Roaring Bitmaps : fast data structure for inverted indexes
This article describes at very high level , how roaring bitmaps work. Its not meant to be detailed and complete. Contains just enough information to understands basic technicalities.
What are inverted indexes?
Inverted indexes are used to provide fast element search on fairly large data sets. Indexes are numeric values to indicate location inside an data structure. Eg: array [11,22,33,22,44]. So inverted index is an mapping like
11- 0 & 22-1,3 & 33-2 & 44-4
Basically each unique element value maps to SET of indexes.
Why use bitmaps for storing SET of indexes?
Sets are fundamental data structures in computer science. Basically set of integers can be stored as array containing elements [1,13,36,45,72,80]. However each integer can take 32 bits, hence total set above can take 6*32=192 bits. If there are huge sets, that can easily take so much space.
Instead we can store just 80 bits and set bits at locations 1,13,36,45,72,80.

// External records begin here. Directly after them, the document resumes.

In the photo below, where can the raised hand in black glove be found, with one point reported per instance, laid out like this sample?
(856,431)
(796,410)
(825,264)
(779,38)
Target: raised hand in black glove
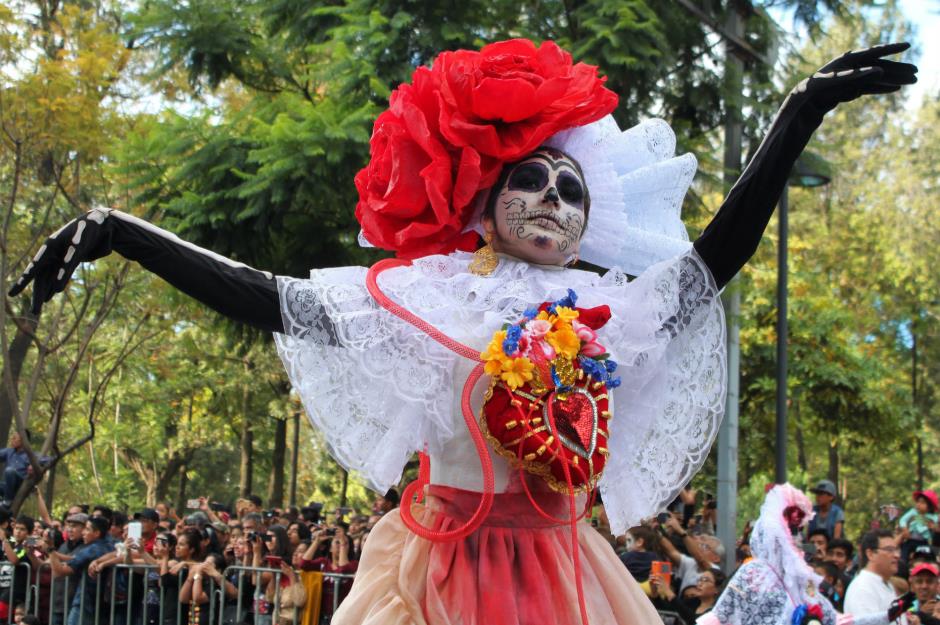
(733,235)
(855,74)
(232,289)
(901,605)
(82,239)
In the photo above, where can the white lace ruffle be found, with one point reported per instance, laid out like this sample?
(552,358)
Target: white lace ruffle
(637,185)
(767,589)
(380,389)
(755,596)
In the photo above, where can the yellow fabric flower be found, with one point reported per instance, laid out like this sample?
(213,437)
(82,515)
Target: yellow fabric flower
(495,366)
(566,314)
(565,341)
(543,314)
(494,351)
(516,371)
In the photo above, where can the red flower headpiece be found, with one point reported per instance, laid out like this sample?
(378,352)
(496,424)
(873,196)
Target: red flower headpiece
(446,136)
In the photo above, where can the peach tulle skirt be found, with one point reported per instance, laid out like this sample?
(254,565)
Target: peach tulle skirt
(516,569)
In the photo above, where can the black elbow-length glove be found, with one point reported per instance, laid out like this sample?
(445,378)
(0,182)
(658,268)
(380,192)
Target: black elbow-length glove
(734,233)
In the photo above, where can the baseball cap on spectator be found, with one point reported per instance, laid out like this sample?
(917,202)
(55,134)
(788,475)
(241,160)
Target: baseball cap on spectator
(104,511)
(925,567)
(825,486)
(930,496)
(198,518)
(923,552)
(100,523)
(79,517)
(147,514)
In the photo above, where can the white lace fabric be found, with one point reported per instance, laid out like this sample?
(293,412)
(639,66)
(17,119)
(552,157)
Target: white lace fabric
(767,589)
(379,389)
(637,185)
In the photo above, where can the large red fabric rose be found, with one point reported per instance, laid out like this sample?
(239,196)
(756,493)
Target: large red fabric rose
(445,137)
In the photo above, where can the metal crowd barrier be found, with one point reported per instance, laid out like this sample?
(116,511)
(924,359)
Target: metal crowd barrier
(127,608)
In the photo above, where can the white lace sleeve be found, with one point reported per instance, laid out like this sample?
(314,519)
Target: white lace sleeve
(753,597)
(376,387)
(668,334)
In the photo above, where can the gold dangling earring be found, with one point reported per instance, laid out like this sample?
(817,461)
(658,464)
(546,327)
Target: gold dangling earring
(485,259)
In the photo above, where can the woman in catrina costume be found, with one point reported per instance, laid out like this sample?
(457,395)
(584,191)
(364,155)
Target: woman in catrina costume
(526,383)
(777,586)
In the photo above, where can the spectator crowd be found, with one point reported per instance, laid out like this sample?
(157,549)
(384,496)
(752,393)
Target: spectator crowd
(294,566)
(676,557)
(157,567)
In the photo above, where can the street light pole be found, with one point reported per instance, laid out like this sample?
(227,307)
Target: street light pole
(810,170)
(782,336)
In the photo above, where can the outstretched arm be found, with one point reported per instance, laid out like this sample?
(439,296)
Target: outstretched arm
(232,289)
(733,235)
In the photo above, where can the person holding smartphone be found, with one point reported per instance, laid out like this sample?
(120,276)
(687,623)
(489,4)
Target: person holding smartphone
(286,592)
(337,561)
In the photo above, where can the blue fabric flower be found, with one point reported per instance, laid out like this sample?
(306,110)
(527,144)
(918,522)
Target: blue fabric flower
(511,342)
(798,615)
(594,369)
(568,301)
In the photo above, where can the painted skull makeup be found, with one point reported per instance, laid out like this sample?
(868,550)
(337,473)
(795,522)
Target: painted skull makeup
(540,212)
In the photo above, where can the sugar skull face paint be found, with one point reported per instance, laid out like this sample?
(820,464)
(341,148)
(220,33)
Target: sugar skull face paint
(539,213)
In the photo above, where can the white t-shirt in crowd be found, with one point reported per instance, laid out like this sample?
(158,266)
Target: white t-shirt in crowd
(868,594)
(688,572)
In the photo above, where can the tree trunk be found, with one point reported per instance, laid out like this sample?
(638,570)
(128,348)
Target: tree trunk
(276,484)
(181,493)
(19,347)
(247,467)
(833,472)
(800,441)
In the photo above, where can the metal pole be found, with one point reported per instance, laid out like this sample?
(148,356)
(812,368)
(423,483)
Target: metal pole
(782,337)
(293,460)
(728,432)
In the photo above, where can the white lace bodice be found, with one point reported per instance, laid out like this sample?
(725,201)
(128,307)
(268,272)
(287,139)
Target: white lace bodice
(380,389)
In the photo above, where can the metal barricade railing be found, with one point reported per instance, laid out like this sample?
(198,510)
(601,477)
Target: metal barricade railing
(259,598)
(16,577)
(138,595)
(337,579)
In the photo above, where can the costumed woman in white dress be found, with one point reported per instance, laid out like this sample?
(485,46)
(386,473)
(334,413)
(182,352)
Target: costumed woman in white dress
(777,586)
(587,380)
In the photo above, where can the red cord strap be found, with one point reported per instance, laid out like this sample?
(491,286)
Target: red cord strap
(489,484)
(486,501)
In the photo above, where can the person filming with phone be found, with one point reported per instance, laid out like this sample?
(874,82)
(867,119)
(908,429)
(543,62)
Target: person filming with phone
(336,561)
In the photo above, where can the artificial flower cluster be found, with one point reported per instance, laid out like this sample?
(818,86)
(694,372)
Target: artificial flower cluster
(548,346)
(447,134)
(807,615)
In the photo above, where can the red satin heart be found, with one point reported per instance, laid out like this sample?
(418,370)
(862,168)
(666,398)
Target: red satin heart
(575,418)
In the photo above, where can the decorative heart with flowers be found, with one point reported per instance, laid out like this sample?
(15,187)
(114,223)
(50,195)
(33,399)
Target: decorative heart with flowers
(547,406)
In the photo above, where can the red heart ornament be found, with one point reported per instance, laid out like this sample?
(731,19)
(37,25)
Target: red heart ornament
(575,420)
(520,427)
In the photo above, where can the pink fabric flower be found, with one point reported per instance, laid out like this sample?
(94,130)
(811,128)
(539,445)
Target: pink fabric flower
(586,334)
(537,328)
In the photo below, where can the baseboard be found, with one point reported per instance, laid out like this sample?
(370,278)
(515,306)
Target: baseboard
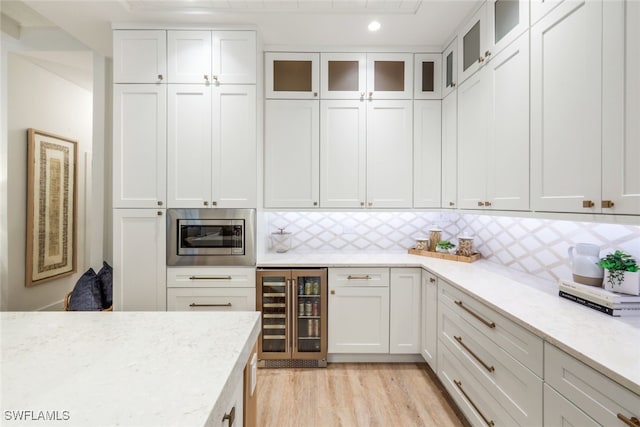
(375,358)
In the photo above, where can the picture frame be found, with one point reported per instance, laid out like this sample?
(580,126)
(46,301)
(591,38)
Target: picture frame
(52,213)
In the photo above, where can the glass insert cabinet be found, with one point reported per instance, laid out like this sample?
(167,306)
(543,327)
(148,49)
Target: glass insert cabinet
(293,304)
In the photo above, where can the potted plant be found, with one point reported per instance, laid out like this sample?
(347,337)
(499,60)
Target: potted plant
(445,246)
(621,273)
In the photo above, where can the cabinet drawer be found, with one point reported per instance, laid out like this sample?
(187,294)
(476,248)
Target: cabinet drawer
(523,345)
(476,402)
(516,388)
(208,277)
(601,398)
(358,277)
(214,299)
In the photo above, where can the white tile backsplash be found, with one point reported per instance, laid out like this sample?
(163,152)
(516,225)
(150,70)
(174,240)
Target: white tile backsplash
(535,246)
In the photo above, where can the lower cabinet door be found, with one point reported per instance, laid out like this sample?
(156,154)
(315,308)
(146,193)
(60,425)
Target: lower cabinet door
(214,299)
(559,412)
(358,320)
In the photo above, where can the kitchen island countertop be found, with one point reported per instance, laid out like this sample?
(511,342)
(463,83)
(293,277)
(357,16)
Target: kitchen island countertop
(122,368)
(607,344)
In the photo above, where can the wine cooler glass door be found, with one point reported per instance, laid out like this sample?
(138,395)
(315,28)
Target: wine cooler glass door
(274,299)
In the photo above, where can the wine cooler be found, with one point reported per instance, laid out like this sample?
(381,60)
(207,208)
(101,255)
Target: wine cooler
(294,317)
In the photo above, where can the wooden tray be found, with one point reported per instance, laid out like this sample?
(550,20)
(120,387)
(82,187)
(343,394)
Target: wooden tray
(476,256)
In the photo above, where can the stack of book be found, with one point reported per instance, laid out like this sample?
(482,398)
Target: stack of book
(599,299)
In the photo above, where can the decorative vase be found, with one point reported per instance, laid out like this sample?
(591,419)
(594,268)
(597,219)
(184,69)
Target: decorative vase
(630,283)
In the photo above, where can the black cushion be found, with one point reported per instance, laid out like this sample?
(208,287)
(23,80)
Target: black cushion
(86,294)
(105,276)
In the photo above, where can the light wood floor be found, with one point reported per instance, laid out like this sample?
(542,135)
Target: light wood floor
(353,395)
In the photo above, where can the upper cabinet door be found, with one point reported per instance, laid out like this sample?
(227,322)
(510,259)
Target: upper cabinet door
(507,20)
(189,55)
(139,146)
(621,108)
(139,56)
(389,76)
(473,44)
(292,75)
(344,75)
(234,57)
(427,74)
(566,108)
(450,68)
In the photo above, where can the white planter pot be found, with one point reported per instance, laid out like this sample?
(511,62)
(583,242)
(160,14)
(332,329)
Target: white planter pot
(630,284)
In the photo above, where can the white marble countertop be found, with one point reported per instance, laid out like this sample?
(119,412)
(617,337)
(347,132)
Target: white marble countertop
(608,344)
(122,368)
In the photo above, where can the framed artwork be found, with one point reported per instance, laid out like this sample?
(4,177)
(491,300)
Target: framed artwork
(51,207)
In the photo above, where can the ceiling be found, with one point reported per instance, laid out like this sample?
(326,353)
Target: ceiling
(281,23)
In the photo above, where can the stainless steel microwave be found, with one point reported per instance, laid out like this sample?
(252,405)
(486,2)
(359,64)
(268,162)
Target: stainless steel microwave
(211,237)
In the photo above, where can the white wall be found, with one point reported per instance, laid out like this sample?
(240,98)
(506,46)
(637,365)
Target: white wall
(37,98)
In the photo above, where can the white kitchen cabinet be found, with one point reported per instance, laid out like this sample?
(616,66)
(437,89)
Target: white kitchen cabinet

Why we need compressed indexes?
Bitmap dosent work well when array element values are sparse. For eg: [ 1,12,23, 500,510,522, 10000]. In this case, if we stored as regular set, it would take 7*32 bits. Instead, if we store as bitmap, it would require atleast 10k bits. This defeats purpose of bitmaps to save space.
So various compression techniques on bitmaps can be used. Most common kind is Run-length-encoding. RLE takes input like 0000000000000000000011111111110000000000
and converts to 20(0),10(1),10(0). It counts repetitions and stores along with character. Now think of binary input, it only contains 0 and 1. Hence lot of repetitions and hence can save lot of space.
What is roaring bitmap?
Example of inverted index is an index which stores word to set of document ids(docs containing that word). And to save space on storing set of docs, we use bitmaps. So it would look like- Pot: 000010, Pan:111010. Also we store these bitmaps in some compressed RLE format to save space further.
Now if someone wants to search for document containing both words Pot and pan, we first need to decompress entire bitmaps and then we can just to AND operation and get 000010. There is problem here, doing entire decompression which is very expensive operation and we can easily run out of memory space too.
There are many RLE based compression algorithms developed like WAH, EWAH, COMPAX. But all of them lack fast AND, OR, XOR and other operations required to implement fast index operations. This is where roaring bitmaps shines and differ. Roaring bitmaps dosent perform optimal compression, however in most cases it does fairly good job, however in exchange it performs index operations blazingly fast. Also it only decompresses only parts which are required.
How roaring bitmaps works?
Roaring bitmaps breaks up all integers in buckets of 2¹⁶ integers(65535). These buckets are called container. It stores individual container data in 3 different formats based on heuristics. Hence its hybrid compression.
Three different type of storage containers used:
Array container
Store as simple sorted array of integers, no bitmaps used at all, [1,13,45,100]. However it will not store common prefix, hence saving space. Searches are done through binary search. This sorted array grows dynamically based on heuristics. If number of elements in array container exceeds 4096, then its converted to bitmap container.
Bitmap container
Stored as 1024 * Word of 64bit , no compression on bitmap. Its fixed size on allocation and does not dynamically grow. It uses 64 bit instructions on processor, hence fast.
Run container
It is made of a packed array of pairs of 16-bit integers. The first value of each pair represents a starting value, whereas the second value is the length of a run. For example, we would store the values 11, 12, 13, 14, 15 as the pair 11, 4 where 4 means that beyond 11 itself, there are 4 contiguous values that follow.
Since 2¹⁶ integers are stored in containers, when index operations are performed, it only need to do against 2 containers at a time. Hence never running out of space.
References:
- Original paper : https://arxiv.org/pdf/1603.06549.pdf
- http://roaringbitmap.org/talks/